Le 24 septembre dernier, l’Agence nationale de sécurité du médicament et des produits de santé (ANSM) a publié des sanctions financières prononcées à l’encontre de onze entreprises pharmaceutiques, pour un montant cumulé de 8 millions d’euros.
Ces décisions sont motivées par le non-respect de l’obligation de constituer un stock minimum de sécurité pour les médicaments d’intérêt thérapeutique majeur (MITM).
Qu’est-ce que l’obligation de stock de sécurité ?
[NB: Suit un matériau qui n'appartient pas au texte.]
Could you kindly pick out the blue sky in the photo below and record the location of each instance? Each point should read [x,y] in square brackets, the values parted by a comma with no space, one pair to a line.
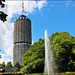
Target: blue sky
[51,15]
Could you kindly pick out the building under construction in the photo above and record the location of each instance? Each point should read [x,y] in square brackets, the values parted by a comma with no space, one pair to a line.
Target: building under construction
[22,37]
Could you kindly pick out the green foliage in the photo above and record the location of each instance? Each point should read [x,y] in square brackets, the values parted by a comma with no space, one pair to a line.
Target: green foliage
[17,65]
[2,65]
[63,50]
[33,60]
[9,64]
[63,47]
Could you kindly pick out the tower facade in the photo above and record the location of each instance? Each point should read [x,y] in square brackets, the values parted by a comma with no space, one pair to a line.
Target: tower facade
[22,37]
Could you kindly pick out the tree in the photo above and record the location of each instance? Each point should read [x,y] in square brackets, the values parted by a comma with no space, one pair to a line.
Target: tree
[33,59]
[62,45]
[9,64]
[63,48]
[17,65]
[2,14]
[2,65]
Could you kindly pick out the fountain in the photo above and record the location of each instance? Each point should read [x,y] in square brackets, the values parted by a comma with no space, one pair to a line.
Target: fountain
[49,63]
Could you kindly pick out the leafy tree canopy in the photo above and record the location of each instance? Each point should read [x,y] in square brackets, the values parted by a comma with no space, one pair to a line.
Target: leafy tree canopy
[9,64]
[63,47]
[64,51]
[17,65]
[33,60]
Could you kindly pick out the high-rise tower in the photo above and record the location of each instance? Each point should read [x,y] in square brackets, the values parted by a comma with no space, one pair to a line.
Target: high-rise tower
[22,37]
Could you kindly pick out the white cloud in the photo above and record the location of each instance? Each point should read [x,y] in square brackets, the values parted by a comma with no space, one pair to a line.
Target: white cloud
[6,28]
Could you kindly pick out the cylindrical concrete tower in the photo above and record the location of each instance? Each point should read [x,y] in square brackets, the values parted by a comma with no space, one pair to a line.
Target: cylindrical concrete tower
[22,37]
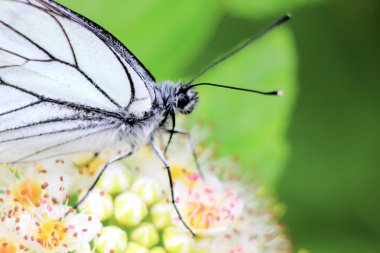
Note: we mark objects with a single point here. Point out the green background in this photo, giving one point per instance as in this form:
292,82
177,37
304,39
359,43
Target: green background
318,147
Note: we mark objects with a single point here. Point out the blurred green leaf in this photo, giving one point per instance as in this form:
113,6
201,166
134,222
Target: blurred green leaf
165,35
259,9
253,126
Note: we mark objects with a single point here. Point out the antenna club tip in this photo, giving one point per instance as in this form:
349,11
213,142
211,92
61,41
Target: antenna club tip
280,93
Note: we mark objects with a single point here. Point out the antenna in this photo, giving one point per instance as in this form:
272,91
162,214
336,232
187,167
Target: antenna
279,22
269,93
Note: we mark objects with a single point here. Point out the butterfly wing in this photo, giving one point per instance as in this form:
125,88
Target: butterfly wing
63,81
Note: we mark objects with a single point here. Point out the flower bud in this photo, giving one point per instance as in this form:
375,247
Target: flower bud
147,189
178,241
145,234
161,214
129,209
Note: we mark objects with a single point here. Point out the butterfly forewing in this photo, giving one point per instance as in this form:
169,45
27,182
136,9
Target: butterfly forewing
63,80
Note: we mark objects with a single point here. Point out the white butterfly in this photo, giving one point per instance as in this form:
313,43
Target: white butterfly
68,85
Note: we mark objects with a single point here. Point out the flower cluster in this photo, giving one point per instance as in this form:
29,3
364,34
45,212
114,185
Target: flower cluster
130,209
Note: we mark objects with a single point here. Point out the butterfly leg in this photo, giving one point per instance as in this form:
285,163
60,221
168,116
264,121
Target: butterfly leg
192,146
161,156
115,159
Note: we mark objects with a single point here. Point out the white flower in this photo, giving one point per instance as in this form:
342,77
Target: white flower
40,220
207,206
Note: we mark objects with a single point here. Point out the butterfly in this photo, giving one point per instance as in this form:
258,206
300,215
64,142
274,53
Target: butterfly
68,85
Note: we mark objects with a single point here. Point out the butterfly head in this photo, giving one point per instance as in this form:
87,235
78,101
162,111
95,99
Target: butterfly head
185,99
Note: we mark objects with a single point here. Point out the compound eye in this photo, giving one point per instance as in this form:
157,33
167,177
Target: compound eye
182,101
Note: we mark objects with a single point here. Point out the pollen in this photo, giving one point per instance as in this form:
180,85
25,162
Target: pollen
201,216
28,192
7,246
51,234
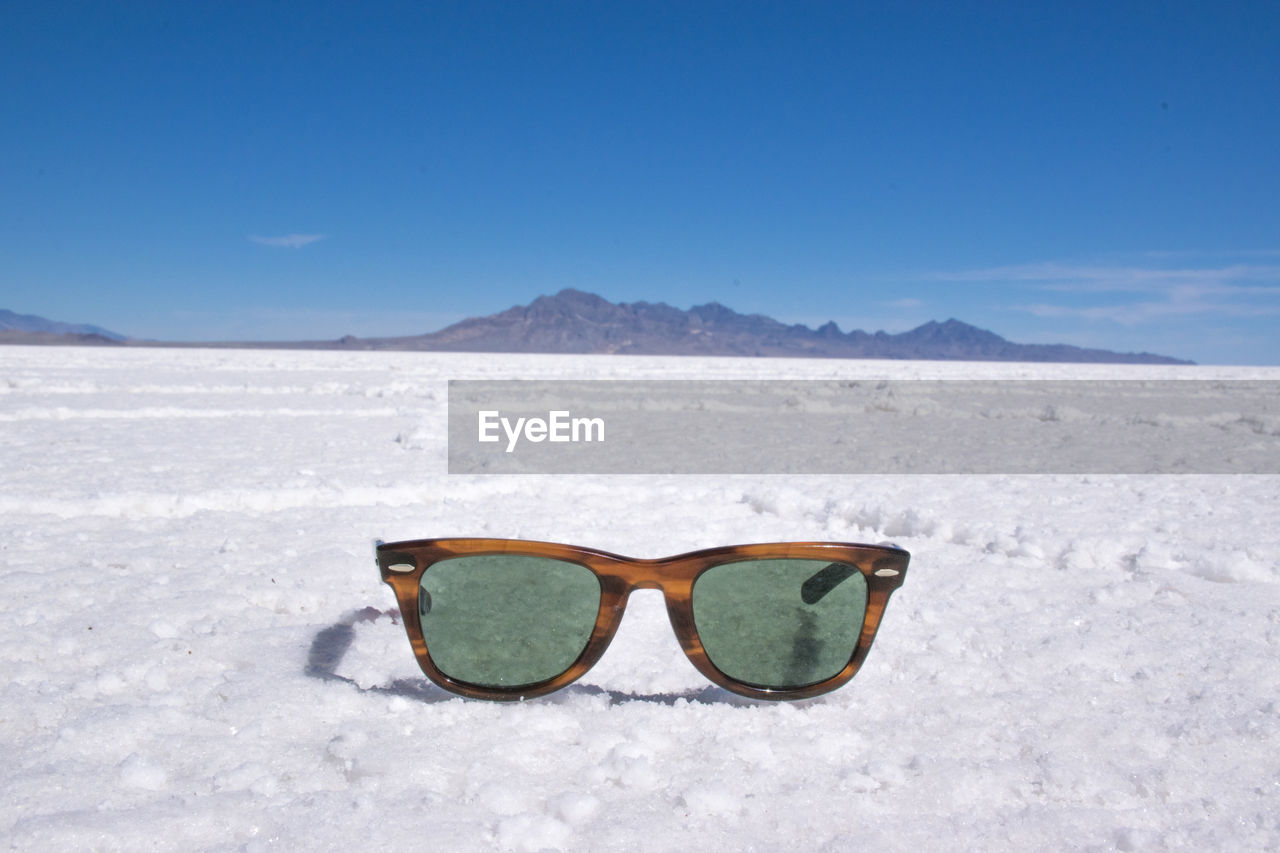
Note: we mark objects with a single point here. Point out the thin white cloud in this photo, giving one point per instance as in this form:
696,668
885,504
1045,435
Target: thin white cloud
287,241
1229,290
1088,278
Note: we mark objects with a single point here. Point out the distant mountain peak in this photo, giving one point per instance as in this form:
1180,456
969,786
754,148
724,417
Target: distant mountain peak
575,320
33,324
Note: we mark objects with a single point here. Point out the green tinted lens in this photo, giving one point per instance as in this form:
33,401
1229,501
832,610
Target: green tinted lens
780,623
507,620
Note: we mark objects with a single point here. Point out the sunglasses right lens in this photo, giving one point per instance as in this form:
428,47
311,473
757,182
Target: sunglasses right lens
780,624
507,620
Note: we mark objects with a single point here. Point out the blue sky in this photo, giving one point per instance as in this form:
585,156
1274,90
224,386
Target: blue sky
1101,174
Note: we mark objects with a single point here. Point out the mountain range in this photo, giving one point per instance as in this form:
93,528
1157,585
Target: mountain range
574,322
28,328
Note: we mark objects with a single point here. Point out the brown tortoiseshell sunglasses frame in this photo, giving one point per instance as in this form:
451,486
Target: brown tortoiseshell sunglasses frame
403,562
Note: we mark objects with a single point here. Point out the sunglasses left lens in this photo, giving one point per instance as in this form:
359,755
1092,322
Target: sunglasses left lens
507,620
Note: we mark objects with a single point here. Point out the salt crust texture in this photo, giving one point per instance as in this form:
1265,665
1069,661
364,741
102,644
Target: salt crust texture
196,651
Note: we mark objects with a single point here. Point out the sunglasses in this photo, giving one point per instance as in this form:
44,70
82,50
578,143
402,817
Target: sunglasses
504,619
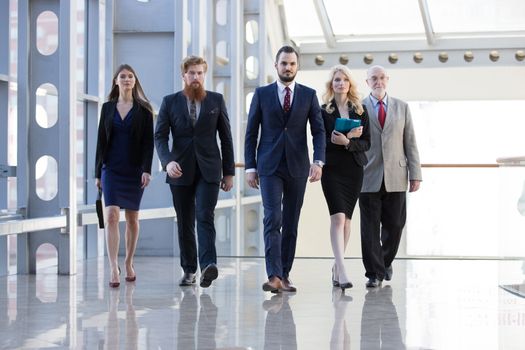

Pour rappel, les entreprises pharmaceutiques sont soumises à l’obligation de constituer un stock de sécurité de médicaments destiné au marché national (décret n° 2021-349 du 30 mars 2021). Ce stock ne doit pas excéder une couverture de quatre mois des besoins en médicaments, avec des variations selon la catégorie des médicaments. Pour les MITM, la durée minimale est fixée à deux mois, pouvant être portée à quatre mois en cas de ruptures ou de risques de rupture réguliers. À ce jour, 748 MITM sont couverts par l’obligation de constituer un stock de sécurité de quatre mois.
Une proposition de loi, adoptée par l’Assemblée nationale le 1er mars 2024, vise à renforcer ces exigences, en augmentant les seuils minimaux et maximaux des stocks de sécurité à constituer1.
Le pouvoir coercitif de l’ANSM illustré par des sanctions sévères
Le nombre de sanctions prononcées par l’ANSM (33 décisions), ainsi que le montant cumulé des amendes infligées à l’encontre des laboratoires pharmaceutiques, sont sans précédent.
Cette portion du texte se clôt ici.